Aldy Istanzia
Wiguna
Gambar by M Ridwan Nurrohman |
Kita jangan lupa mereka yang memperbincangkan pelbagai
masalah itu, yang satu ketika nampaknya mungkin seperti perkara kecil saja,
tetapi pada hakekatnya mereka adalah pembongkar pokok asal kesesatan-kesesatan
yang membawa kita jadi jauh dari rahmat dan inayah Allah SWT. Hubungan antara
khurafat dan taqlid, adalah sama eratnya dengan hubungan antara hasil
kebudayaan yang gilang gemilang dengan ruh intiqad. (Mohammad Natsir, Capita Selecta 1)
Sastra adalah salah satu cabang kehidupan budaya
bangsa. Melalui karya sastra dapat dibayangkan tingkat kemajuan gambaran
tradisi yang sedang berlalu, tingkat kehidupan yang telah dicapai oleh
masyarakat pada suatu masa dan sebagainya (Pusat Pembinaan dan Pembangunan
Bangsa Depdikbud, 1985).
Sastra penting bagi kehidupan manusia, karena
nilai-nilai yang terkandung di dalamnya mampu memberikan pencerahan dan
penghalusan batin. Selain itu sastra sanggup menumbuhkan daya kritis, analitis,
maupun intelektual pembacanya, sehingga meningkatkan kemampuan interpretasinya
terhadap fenomena kehidupan yang tergelar dalam kehidupan sehari-hari.

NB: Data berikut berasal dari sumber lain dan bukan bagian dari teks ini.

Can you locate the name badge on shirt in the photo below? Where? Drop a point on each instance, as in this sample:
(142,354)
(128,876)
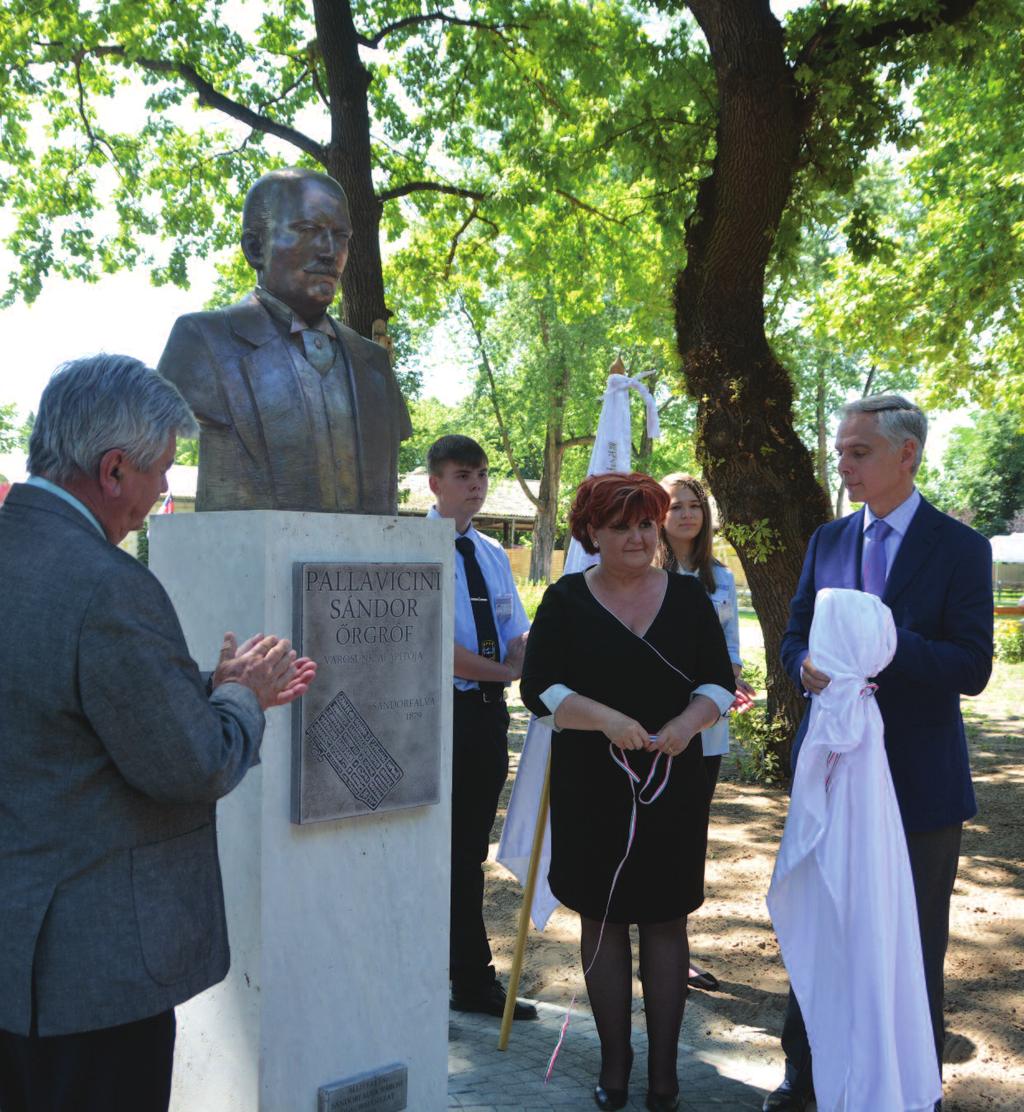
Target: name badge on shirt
(503,607)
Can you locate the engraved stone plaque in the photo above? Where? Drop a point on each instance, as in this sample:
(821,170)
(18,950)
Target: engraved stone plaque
(366,737)
(380,1091)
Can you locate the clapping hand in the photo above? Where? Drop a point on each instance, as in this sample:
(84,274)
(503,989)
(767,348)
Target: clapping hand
(268,666)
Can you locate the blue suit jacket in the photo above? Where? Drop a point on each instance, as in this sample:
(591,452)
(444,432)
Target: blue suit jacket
(940,592)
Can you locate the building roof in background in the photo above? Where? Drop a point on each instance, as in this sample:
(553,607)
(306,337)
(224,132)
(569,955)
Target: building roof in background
(1008,548)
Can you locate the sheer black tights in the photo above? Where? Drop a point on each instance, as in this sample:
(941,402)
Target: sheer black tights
(664,965)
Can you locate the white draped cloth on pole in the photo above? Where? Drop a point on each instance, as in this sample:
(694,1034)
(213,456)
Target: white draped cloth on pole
(842,895)
(612,453)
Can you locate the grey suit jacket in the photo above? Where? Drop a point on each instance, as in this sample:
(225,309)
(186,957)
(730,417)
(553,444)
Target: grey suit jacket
(111,757)
(234,367)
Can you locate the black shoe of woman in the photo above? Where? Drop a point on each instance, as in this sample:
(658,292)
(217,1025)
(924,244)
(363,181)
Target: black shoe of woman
(614,1098)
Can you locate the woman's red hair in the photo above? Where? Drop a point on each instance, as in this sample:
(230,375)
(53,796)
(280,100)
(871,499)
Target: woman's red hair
(614,499)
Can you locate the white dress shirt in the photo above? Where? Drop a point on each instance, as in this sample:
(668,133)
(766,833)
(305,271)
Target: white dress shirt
(69,498)
(898,520)
(510,619)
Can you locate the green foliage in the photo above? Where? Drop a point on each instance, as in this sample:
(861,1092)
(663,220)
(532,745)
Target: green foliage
(530,595)
(755,539)
(982,478)
(758,738)
(430,420)
(9,433)
(187,453)
(142,544)
(1010,642)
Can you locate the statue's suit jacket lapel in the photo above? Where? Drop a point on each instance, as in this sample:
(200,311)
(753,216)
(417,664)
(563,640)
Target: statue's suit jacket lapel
(270,403)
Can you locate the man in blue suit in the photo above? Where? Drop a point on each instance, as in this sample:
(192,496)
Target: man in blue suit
(935,575)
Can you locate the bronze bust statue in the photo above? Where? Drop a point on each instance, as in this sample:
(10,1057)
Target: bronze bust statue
(296,410)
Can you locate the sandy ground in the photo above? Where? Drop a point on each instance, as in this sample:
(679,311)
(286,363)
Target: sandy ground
(732,934)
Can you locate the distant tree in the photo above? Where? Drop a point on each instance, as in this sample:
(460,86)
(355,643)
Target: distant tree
(9,432)
(982,478)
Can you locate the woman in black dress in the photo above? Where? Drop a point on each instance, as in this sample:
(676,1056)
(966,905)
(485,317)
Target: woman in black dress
(629,664)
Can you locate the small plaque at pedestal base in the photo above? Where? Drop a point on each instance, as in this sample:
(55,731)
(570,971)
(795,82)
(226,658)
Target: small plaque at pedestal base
(367,735)
(379,1091)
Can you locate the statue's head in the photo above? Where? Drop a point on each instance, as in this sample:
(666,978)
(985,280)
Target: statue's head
(296,230)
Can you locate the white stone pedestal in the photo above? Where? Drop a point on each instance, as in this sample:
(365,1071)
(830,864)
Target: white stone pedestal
(338,930)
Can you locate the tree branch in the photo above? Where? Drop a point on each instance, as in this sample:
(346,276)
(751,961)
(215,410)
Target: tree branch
(506,443)
(420,187)
(93,139)
(885,32)
(576,202)
(210,97)
(474,215)
(434,17)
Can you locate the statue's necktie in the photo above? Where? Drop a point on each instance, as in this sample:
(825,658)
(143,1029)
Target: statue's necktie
(874,567)
(487,634)
(319,349)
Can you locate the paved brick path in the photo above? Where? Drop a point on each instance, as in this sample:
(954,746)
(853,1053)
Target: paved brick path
(484,1079)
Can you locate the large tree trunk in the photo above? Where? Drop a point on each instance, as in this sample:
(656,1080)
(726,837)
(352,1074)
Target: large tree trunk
(756,465)
(349,161)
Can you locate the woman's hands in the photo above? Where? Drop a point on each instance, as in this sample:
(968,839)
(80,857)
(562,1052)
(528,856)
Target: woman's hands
(624,732)
(674,737)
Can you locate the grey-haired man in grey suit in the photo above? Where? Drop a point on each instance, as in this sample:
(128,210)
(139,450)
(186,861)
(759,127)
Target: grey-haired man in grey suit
(113,751)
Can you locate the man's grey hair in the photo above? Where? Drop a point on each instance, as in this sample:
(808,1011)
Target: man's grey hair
(100,403)
(256,210)
(898,420)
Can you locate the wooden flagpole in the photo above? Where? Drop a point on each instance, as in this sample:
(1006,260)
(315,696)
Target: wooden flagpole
(525,910)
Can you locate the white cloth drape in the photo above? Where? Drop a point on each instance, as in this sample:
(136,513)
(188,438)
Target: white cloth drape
(612,453)
(842,895)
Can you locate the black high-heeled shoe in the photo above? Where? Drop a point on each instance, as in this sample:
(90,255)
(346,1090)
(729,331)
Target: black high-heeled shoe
(613,1099)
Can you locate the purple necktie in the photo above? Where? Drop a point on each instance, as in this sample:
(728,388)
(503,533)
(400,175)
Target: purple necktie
(874,566)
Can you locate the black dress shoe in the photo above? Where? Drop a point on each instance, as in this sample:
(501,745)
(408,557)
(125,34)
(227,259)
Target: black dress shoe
(490,1001)
(610,1098)
(614,1098)
(786,1099)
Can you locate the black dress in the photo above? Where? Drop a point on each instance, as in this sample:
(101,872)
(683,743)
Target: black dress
(577,642)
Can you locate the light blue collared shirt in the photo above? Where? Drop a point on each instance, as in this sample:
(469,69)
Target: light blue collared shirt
(69,498)
(898,520)
(510,619)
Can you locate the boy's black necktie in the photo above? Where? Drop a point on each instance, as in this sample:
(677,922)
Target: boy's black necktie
(487,634)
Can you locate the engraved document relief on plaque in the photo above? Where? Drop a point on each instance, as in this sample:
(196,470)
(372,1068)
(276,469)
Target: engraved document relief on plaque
(367,735)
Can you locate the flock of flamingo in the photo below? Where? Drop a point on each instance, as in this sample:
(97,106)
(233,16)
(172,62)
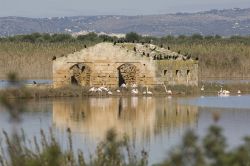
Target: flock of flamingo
(222,92)
(134,90)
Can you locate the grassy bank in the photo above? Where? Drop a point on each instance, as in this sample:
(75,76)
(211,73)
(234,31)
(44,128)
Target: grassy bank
(37,92)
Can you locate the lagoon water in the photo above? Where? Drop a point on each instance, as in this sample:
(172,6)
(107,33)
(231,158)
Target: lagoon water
(155,124)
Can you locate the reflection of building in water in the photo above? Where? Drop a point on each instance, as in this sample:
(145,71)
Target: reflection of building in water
(140,118)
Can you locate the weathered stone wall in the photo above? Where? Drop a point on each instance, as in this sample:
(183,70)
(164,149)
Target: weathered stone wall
(110,65)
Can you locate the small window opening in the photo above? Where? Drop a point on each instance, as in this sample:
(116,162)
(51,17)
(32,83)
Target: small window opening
(177,72)
(165,72)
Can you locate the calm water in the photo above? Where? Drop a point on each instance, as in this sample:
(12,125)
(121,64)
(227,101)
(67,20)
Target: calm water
(153,123)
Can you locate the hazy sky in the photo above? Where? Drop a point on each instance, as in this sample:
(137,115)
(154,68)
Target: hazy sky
(50,8)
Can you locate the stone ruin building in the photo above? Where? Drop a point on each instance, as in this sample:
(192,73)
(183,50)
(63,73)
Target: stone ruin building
(112,64)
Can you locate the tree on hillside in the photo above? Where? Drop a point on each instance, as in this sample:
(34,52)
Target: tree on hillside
(132,36)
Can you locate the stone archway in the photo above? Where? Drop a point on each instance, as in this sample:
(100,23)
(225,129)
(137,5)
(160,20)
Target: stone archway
(80,74)
(127,74)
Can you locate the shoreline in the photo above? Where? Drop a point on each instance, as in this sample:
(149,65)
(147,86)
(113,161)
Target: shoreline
(42,91)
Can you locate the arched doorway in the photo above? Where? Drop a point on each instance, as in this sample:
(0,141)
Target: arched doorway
(80,74)
(127,74)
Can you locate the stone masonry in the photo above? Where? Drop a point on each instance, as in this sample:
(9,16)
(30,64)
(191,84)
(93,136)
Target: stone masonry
(111,65)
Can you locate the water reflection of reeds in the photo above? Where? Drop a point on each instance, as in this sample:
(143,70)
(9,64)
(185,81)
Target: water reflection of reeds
(141,118)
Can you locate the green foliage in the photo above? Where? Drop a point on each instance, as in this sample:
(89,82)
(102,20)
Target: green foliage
(132,37)
(212,152)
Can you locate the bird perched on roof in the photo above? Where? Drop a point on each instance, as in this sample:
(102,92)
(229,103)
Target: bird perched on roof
(53,58)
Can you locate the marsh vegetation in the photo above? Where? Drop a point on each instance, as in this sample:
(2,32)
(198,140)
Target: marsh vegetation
(31,55)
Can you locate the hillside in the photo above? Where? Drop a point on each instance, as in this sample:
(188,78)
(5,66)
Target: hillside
(222,22)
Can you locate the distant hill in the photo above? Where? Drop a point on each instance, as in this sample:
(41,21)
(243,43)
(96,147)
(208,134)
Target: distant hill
(222,22)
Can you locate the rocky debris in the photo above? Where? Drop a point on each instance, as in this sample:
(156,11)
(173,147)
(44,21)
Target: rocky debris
(155,52)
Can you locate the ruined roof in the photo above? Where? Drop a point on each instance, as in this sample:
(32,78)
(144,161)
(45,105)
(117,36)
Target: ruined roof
(123,51)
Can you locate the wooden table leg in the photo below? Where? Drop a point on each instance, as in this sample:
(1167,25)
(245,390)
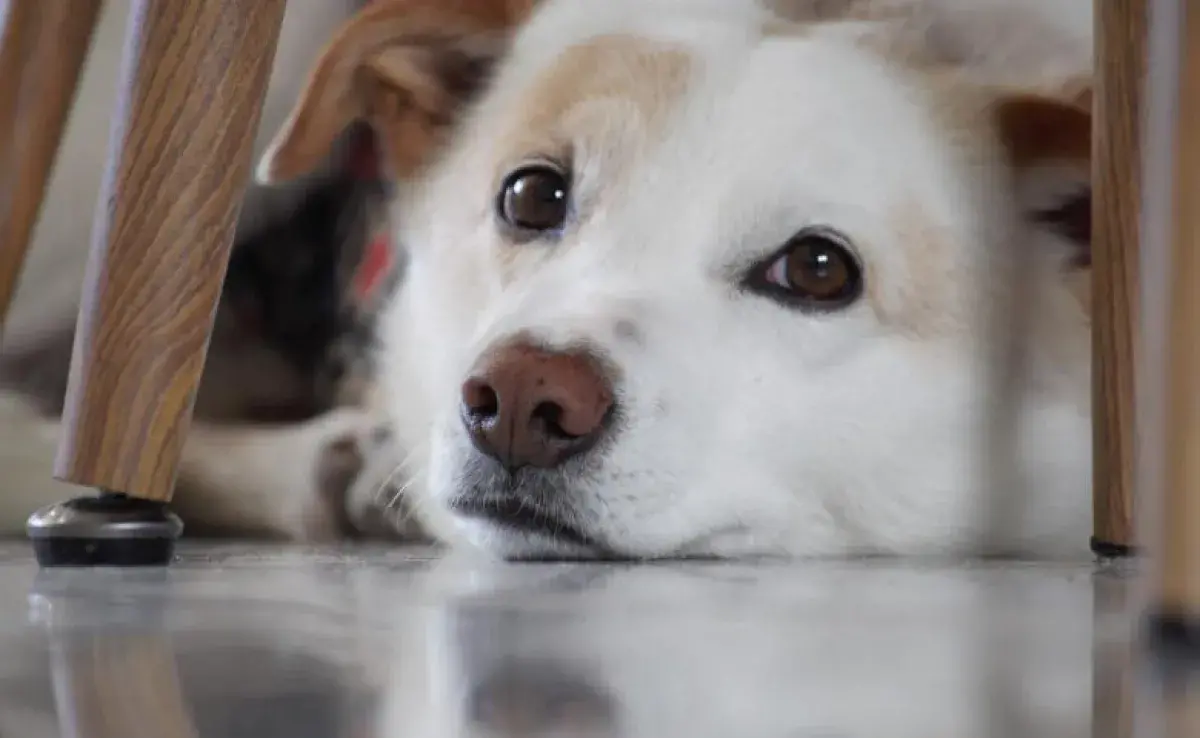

Dalam konteks hari ini, sastra menjadi teramat penting
bagi penyampaian pesan atau amanat yang terkandung dalam berbagai macam genre
sastra seperti puisi, prosa maupun drama. Akan tetapi, menilik ke dalam
beberapa hal sastra bisa saja menjadi kebalikannya. Ini berkaitan dengan
atmosfer atau perubahan-perubahan yang terjadi di dalam kebudayaan itu sendiri.
Sering kita menemukan, sebagian kalangan yang nyinyir terhadap sastra itu
sendiri. Menganggap bahwa sastra terkesan khayali tinimbang faktual. Padahal
sastra bukan sekedar menonjolkan unsur khayali belaka melainkan unsur-unsur
faktual yang bisa membangun juga memberikan penekanan terhadap pembawaan sastra
sendiri sebagai medium untuk menyampaikan atau mengabarkan beberapa perihal
tentang hak, kewajiban dan juga realitas kehidupan manusia di dunia.
Sastra dan
Dakwah
Muncul kemudian pertanyaan, apakah bisa sastra dibawa
ke dalam dunia dakwah yang notabene-nya lebih banyak menghadirkan pesan-pesan
Ilahiah yang faktual sebab berdasarkan Qur’an dan Sunnah. Sementara medium
sastra yang khayali dan jauh dari hal-hal faktual tersebut ?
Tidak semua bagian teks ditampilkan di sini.